I think hourglass is more about your shoulders and hips being in balance, and less about having a teeny tiny waist. And your waist *does* look tiny - trust me, my waist is 27 inches but hips are only 33 inches! (my bust is also 33 inches and shoulders are 33 inches - yet I am also 6 inches shorter than you).
Looking at it another way, the ratio between your waist and your hips is 0.7, which makes you very solidly in the category of "tiny waist." There's no way you are an apple or a rectangle, not with those measurements!!!
As for having trouble finding clothes that fit, I think the first question is to ask: where have you been shopping?
I am wondering if perhaps the issue is that you may be still shopping in junior section? And now your body has changed and become more womanly? It is easy to get in a rut and continue shopping in the same part of the store we are used to. Also it is easy to get fixated on a certain size we always wore.... and even if our bodies didn't change with pregnancy and nursing and just natural maturation process, the manufacturers have been changing the sizes on us!!! So what used to be a size 4 ten years ago is now a size 0.

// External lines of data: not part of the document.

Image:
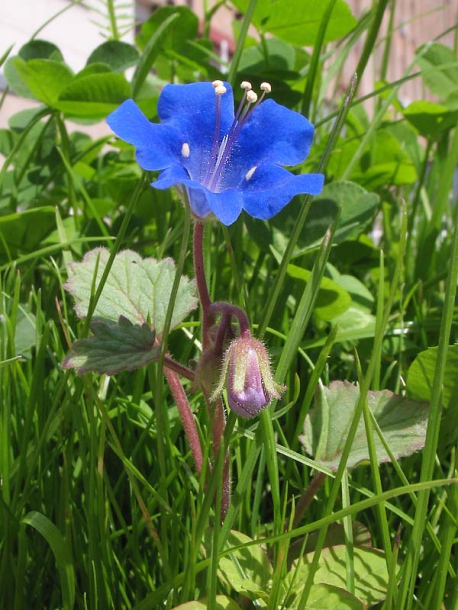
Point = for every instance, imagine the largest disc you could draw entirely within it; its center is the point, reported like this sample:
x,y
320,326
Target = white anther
x,y
250,172
251,97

If that's not the case - and you are truly leaving no retail stone unturned, and trying on clothes in a range of sizes - then there's simply the reality that clothing is mass-manufactured for an "average" figure shape and very, very few of us are average. Most people are going to find something is kind of off with clothing bought off-the-rack. Best approach is to keep searching and find the brands that work the best, then stick to them and be loyal (at least until they change their fit model, sigh....). And get things tailored.

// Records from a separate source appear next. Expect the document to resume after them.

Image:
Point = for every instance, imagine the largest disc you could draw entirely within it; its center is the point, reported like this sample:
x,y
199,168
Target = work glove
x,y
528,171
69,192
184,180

Regarding not liking belts, they aren't a requirement. Same goes for collared, button-down shirts (it's a very rare one of those that I can find that fit me, and even then, I just find them fussy). I bet you would look amazing in a wrap top.
Finally, can you be more specific? What brands have you tried, how do they not fit, and what do you define as "good fit"? I ask that last question because since finding YLF I'm realizing that my concept of "fits well" has changed quite a lot. I'm getting more and more used to more body-concious, form-fitting clothing. What I thought fit well a few years ago now seems too loose and baggy. So I do think it's an important term to define. It might be that clothes are fitting you just the way they are supposed to (your measurements are pretty common ones for your height), but that you need to adjust your eye. Does that make sense?